By Mary Alice Murphy

At the work session on Aug. 16, Gila Regional Medical Center Chief Executive Officer Brian Cunningham explained why the resolution proposing a four-mill levy for the hospital was on the agenda for approval on Aug. 18.

"Three years ago, we were in the hole for $ 9 million," Cunningham said. "We recouped that the following year and continued to be in the positive for the next year. However, at the end of FY 16, we were at a negative $3.2 million. This is the most challenging environment for health care. It is a capital heavy operation. We have reinvested in IT restructuring and keeping the revenue stream going. Quality is still our major focus. The Centers for Medicare and Medicaid just gave GRMC a 4-star rating, one of only three in New Mexico, with no 5-star ratings in the state."

"Right now we have 115 days of cash, which gives us a cushion," Cunningham said. "But as we continue to bring on physician practices and equipment upgrades, that will drop. Fourteen other counties in the state support their hospitals. We want to continue to keep providing quality care to the community, and we want to continue to grow and provide services.

"We are proposing a four mill levy for the next four years," he continued. "It will be for capital equipment and infrastructure for the community. What we're attempting to do is prevent what happened in Taos, when it slid to 11 days of cash and had to do away with its ob/gyn and labor and delivery services."

He said Lea County, which has the other four-star rural hospital, has a mill levy to support its hospital.

Cunningham said the four-mill levy would provide about $3.2 million annually.

Commissioner Ron Hall and Commissioner Gabriel Ramos thanked Cunningham for talking to each commissioner separately and explaining the numbers.

Commission Chairman Brett Kasten confirmed the four-mill levy would sunset in four years. Webb said it could be renewed by another ballot initiative.

"How do we assure that the money will be spent on equipment and infrastructure?" Kasten asked.

Cunningham said he would report to the county and community monthly. "We can make it transparent. It will be easy to demonstrate."

At the regular session on Thursday, Hall commented that he wanted to make sure it would sunset in four years. Attorney Abigail Robinson said, by state statute, it could be renewed only once for a total of eight years.

Hall said he did some calculations and it "would be a healthy raise in property taxes."

Ramos said the tax was substantial, but the hospital is important to the community. "I would like to see language that if funding for the hospital comes back to 2008 levels that the levy would be abolished."

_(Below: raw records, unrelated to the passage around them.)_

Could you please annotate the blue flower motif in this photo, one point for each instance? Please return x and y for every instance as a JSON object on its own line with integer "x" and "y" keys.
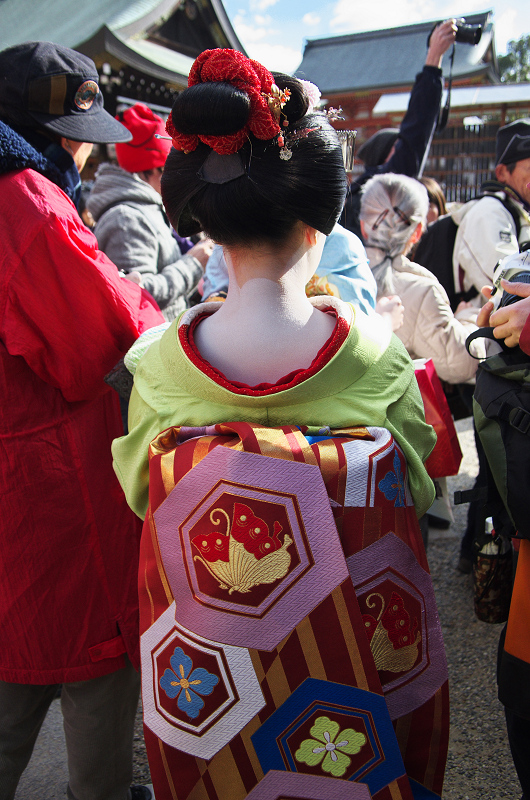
{"x": 187, "y": 685}
{"x": 393, "y": 484}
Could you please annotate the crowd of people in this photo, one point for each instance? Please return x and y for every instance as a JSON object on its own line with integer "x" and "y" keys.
{"x": 248, "y": 543}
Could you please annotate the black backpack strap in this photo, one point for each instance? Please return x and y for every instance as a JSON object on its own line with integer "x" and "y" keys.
{"x": 481, "y": 333}
{"x": 490, "y": 189}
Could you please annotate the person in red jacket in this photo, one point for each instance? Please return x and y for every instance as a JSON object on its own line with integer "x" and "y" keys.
{"x": 68, "y": 573}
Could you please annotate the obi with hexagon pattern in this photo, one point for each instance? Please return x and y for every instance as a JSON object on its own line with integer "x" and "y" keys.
{"x": 288, "y": 619}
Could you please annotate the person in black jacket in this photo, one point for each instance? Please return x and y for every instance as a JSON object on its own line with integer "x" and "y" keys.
{"x": 404, "y": 150}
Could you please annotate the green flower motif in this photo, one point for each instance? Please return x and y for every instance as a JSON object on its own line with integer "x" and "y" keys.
{"x": 330, "y": 749}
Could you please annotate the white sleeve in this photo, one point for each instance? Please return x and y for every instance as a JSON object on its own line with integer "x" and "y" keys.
{"x": 486, "y": 235}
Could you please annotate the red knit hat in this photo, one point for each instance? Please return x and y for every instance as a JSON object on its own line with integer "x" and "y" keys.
{"x": 144, "y": 151}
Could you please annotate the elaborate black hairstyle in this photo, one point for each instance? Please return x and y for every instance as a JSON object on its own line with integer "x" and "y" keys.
{"x": 254, "y": 194}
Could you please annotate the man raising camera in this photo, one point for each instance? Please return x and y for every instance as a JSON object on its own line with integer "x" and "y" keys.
{"x": 404, "y": 150}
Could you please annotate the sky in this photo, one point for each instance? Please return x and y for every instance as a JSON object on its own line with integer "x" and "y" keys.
{"x": 274, "y": 31}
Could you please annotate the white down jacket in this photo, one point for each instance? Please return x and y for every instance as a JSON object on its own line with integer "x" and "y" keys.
{"x": 132, "y": 229}
{"x": 486, "y": 234}
{"x": 430, "y": 329}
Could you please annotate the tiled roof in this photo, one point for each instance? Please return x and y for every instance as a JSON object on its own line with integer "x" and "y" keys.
{"x": 391, "y": 57}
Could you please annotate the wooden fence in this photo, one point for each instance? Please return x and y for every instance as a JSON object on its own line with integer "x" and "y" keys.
{"x": 461, "y": 159}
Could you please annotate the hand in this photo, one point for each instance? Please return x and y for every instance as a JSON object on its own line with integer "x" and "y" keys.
{"x": 483, "y": 319}
{"x": 509, "y": 321}
{"x": 392, "y": 309}
{"x": 462, "y": 306}
{"x": 442, "y": 37}
{"x": 202, "y": 251}
{"x": 134, "y": 276}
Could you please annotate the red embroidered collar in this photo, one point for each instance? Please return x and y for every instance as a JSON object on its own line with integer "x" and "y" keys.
{"x": 324, "y": 355}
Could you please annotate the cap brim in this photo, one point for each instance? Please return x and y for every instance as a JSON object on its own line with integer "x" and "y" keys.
{"x": 99, "y": 127}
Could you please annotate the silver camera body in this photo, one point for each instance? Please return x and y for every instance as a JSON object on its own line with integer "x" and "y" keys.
{"x": 512, "y": 268}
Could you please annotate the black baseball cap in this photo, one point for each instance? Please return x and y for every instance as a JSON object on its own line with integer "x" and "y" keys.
{"x": 43, "y": 84}
{"x": 513, "y": 142}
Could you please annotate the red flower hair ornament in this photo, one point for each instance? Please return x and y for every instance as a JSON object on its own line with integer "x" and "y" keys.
{"x": 266, "y": 100}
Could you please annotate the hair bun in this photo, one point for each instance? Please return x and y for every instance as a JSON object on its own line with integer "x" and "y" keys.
{"x": 211, "y": 109}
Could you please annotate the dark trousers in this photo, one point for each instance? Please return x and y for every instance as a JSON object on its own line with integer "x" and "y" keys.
{"x": 519, "y": 738}
{"x": 98, "y": 718}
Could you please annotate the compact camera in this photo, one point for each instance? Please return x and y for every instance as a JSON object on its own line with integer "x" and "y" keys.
{"x": 512, "y": 268}
{"x": 467, "y": 34}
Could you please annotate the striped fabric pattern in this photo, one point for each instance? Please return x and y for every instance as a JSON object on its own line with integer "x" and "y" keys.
{"x": 341, "y": 646}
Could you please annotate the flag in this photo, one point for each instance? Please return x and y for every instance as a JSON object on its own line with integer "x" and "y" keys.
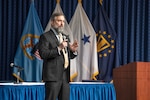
{"x": 83, "y": 32}
{"x": 106, "y": 45}
{"x": 24, "y": 57}
{"x": 67, "y": 31}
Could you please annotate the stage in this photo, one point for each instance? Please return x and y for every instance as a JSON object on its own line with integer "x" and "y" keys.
{"x": 78, "y": 91}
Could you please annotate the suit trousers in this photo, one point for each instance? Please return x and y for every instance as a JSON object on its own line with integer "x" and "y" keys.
{"x": 57, "y": 89}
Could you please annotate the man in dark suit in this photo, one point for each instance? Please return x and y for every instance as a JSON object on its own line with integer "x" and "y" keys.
{"x": 52, "y": 49}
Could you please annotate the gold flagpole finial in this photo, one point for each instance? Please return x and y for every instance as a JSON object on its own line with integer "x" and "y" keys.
{"x": 101, "y": 2}
{"x": 58, "y": 1}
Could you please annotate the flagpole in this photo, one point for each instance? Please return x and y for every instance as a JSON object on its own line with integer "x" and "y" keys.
{"x": 58, "y": 1}
{"x": 79, "y": 1}
{"x": 101, "y": 2}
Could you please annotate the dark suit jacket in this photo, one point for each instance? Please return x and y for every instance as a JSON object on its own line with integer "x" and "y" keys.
{"x": 53, "y": 65}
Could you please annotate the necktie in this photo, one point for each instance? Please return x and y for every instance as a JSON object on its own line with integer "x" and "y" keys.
{"x": 64, "y": 53}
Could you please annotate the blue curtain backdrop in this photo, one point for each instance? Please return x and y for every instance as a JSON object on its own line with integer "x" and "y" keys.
{"x": 129, "y": 18}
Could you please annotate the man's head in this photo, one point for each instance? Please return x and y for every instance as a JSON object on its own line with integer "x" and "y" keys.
{"x": 58, "y": 22}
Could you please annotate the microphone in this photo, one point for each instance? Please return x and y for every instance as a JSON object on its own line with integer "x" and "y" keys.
{"x": 13, "y": 65}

Cunningham said if the safety net care pool came back, "we would surrender it." He explained that the hospital has lost about $11 million the past year from previous levels of the safety net care pool."

Kasten asked if unfunded, uncompensated care has remained about the same. Cunningham said with expansion of Medicaid, "we have netted about $5 million."

"Government funding has been reduced by two-thirds," Kasten said. "I commend you for cutting services."

Cunningham replied that the services had not disappeared but had been shifted to community agencies.

He said that the hospital had determined that the need for equipment upgrades was about $2 million. "That doesn't address the needed expansion, which we've been talking about for 15 years. We're looking at $5 plus million over the next five years."

Hall said it was important to get the information to the citizens and asked for public forums on the issue.

Assessor Raul Turrieta at the regular session brought the numbers to the commissioners. "I create the authority for the four-mill levy and the money goes straight to the hospital. We have one of the lowest millage rates in the state and have stayed consistently as second lowest."

The levy will tax the taxable value on a home, keeping in mind that taxable value is about one-third the sale value of the property.

He cited an example of what it would cost a property owner annually for the additional levy. For a home with $100,000 taxable value, it would cost $133.33 more a year, and would bring to GRMC each year $3.3 million.

Turrieta noted that his staff was working on reappraisal for 2017.

Jeremiah Garcia, GRMC Board of Trustees Chairman, said: "We have challenged the CEO and the C-level leadership on this issue. We want you to understand that this is critical. We see a crumbling health care system across the nation, and we don't see a lot of help. Sometimes we have to take care of our own. How will we replace aging equipment, which we must, to remain current? If we do not, we are in danger of losing quality physicians. We ask you to consider supporting the levy and our hospital. We just received a four-star rating. We want to continue to give quality care to our citizens. I think we are working in the right direction."

Cunningham pointed out that the difference in the bottom line for the hospital budget has been in the amount received for uncompensated care. "Yes, we have more revenue received through expanded Medicaid, but we are still down $12 million to $13 million over what we received in the past. We exist as a county-owned hospital to serve our communities."

"It's not just hospitals across the country," Kasten said. "Shame on the state and federal governments for putting rural schools, universities, municipalities, counties, detention centers in such dire straits. We are inundated with unfunded mandates, draining our emergency funds to near emergency levels."

He noted that Senator Howie Morales told him he would be a 100 percent advocate for the four-mill levy.

"If you do not take care of yourself," Kasten said, "do not ask anyone else to do it for you."